Ronaldo Brito
Homenagem ao espaço
A unidade da obra do artista plástico Franz Weissmann é sobretudo "aberta" sendo que as suas paradoxais torções e evoluções não pretendem dominar o espaço e sim liberá-lo. |
A obra de Franz Weissmann é o momento clássico por excelência da moderna
escultura brasileira. A partir do pressuposto construtivo do Plano,
caracterizando a emancipação da arte frente a quaisquer compromissos miméticos,
mais ou menos naturalistas, as peças de Weissmann vêm a existir por meio de um
claro e decidido ato de espacialização. E assim como não há nada prévio,
tampouco este ato pretende aderir, comentar, menos ainda entrar em choque com
alguma coisa posterior a ele. A escultura aparece como a própria experiência do
Ser do espaço, anterior a qualquer noção de natureza. Esta noção, sim, traz
sempre implícita uma certa concepção cultural do espaço. Do mesmo modo, a
eventual integração das peças de Weissmann no ambiente será também relativa:
antes de mais nada, a escultura aponta para o momento em suspenso, para a raiz
da constituição fenomenológica do espaço. Na acepção corrente ela pareceria, com
certeza, utópica. Na verdade, ao fundar o próprio lugar em que surge, ela
demonstra com toda "presença", em geral inconscientemente, que depende de um
determinado ato de espacialização.
- Integra e apolinea -
Não sendo uma coisa em si, uma entidade, o espaço vai se apresentar como uma das
insignes construções humanas. A repotencialização do espaço como "possibilidade"
é o único dogma de Weissmann. Todos os seus trabalhos chamam a atenção
justamente para as outras possibilidades, as outras formas, os outros estágios
que poderiam tomar. Essas variações, essas virtualidades, estão presentes nas
peças, iminentes quase. A unidade da obra, íntegra e apolinea, é sobretudo
"aberta" — as suas paradoxais torções e evoluções não aspiram a dominar o espaço
e sim a mostrá-lo e liberá-lo enquanto tal. O interior, o
conteúdo, é, propriamente falando, o ar livre. Como se cada peça fosse não a
ocupação mas exatamente a liberação do ar livre. Dado um certo Plano —virtual,
eidético— cada escultura exibiria, em última instância, o percurso através do
qual este plano viria a se tornar "mundo". E, apesar de racional, o mundo dessas
esculturas é avesso ao programático — é inquieto e imprevisto. E, porque
clássico, não acredita nem na docilidade nem na hostilidade do real; age e se
movimenta em função de sua clarividência e maleabilidade.
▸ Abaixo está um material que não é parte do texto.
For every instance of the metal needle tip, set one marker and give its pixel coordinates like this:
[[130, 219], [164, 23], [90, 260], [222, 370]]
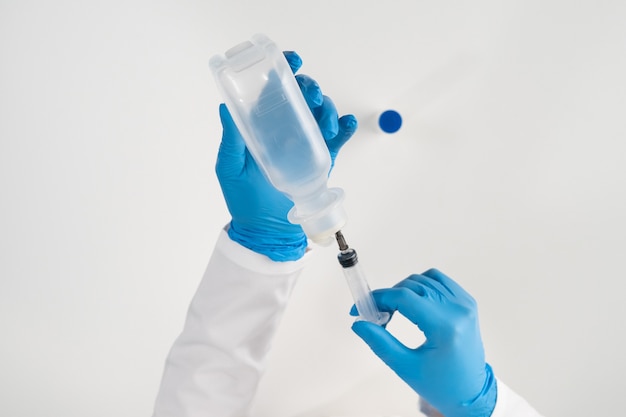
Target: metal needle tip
[[341, 241]]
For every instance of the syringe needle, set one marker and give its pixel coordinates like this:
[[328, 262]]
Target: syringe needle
[[341, 241]]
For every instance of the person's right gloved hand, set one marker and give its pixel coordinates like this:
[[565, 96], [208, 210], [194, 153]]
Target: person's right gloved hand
[[259, 211], [448, 370]]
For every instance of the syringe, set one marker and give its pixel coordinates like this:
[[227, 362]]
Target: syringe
[[358, 285]]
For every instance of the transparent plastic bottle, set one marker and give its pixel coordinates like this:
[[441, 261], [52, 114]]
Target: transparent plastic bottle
[[266, 104]]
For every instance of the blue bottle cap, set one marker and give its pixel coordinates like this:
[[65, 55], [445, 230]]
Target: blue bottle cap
[[390, 121]]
- Direcionais e vetoriais -
Por tudo isso o Eu lírico não se afirma aqui através de um embate dramático com
o mundo. Ao contrário, deseja se realizar em plena coincidência com ele. Daí
que, ao invés da densidade de massa e volume, o trabalho aposte no volátil —
todas as suas tensões e distensões são direcionais, vetoriais, nunca radicam
"dentro" das obras. Tanto quanto as alusões naturalistas, esta poética rejeita a
interioridade problemática em favor da harmonia, embora passageira e instável,
entre o Eu e o mundo.
Formalizada estritamente ao retornar a uma convivência serena com a natureza, ao
coabitá-la sem conflitos. Evidente, longe de se "naturalizar", é ela quem
culturaliza a "Phisis" e revela o seu caráter eminentemente lógico. E nada
talvez comprove isto melhor do que o uso da cor nas esculturas. Ao mesmo tempo
em que, na sequência de Anthony Caro (o primeiro a adotar sistematicamente o
procedimento), a cor serve para neutralizar as sugestões naturalistas da matéria
e reforçar a autonomia da obra de arte, ela acaba, em Weissmann também, por
reintegrar as peças' ao meio ambiente. Por princípio, a cor desempenha, aqui, o
papel de mais um elemento construtivo, acentuando fisicamente a espécie
particular de operação de cada escultura —sua tendência à verticalidade ou à
lateralidade, à ampliação ou à concentração, sua vocação expansiva ou
introspectiva etc. Nem por isso deixa de assinalar, de um modo privilegiado, uma
certa co-extensão das peças à natureza. Em meio ao caos urbano, por exemplo, a
cor desperta de imediato no espectador confrontado à rigorosa escultura o sinal
estranho de uma memória da natureza. De maneira ambígua, porém: logo em seguida,
pela força específica de sua atração lógica, a escultura vai questionar qualquer
idéia pronta de natureza e como que exigir do espectador repassar as etapas da
constituição original do espaço. A seu modo moderno, necessariamente complexo e
paradoxal, portanto, essa escultura procura cumprir a tarefa clássica por
definição — a mediação entre natureza e cultura.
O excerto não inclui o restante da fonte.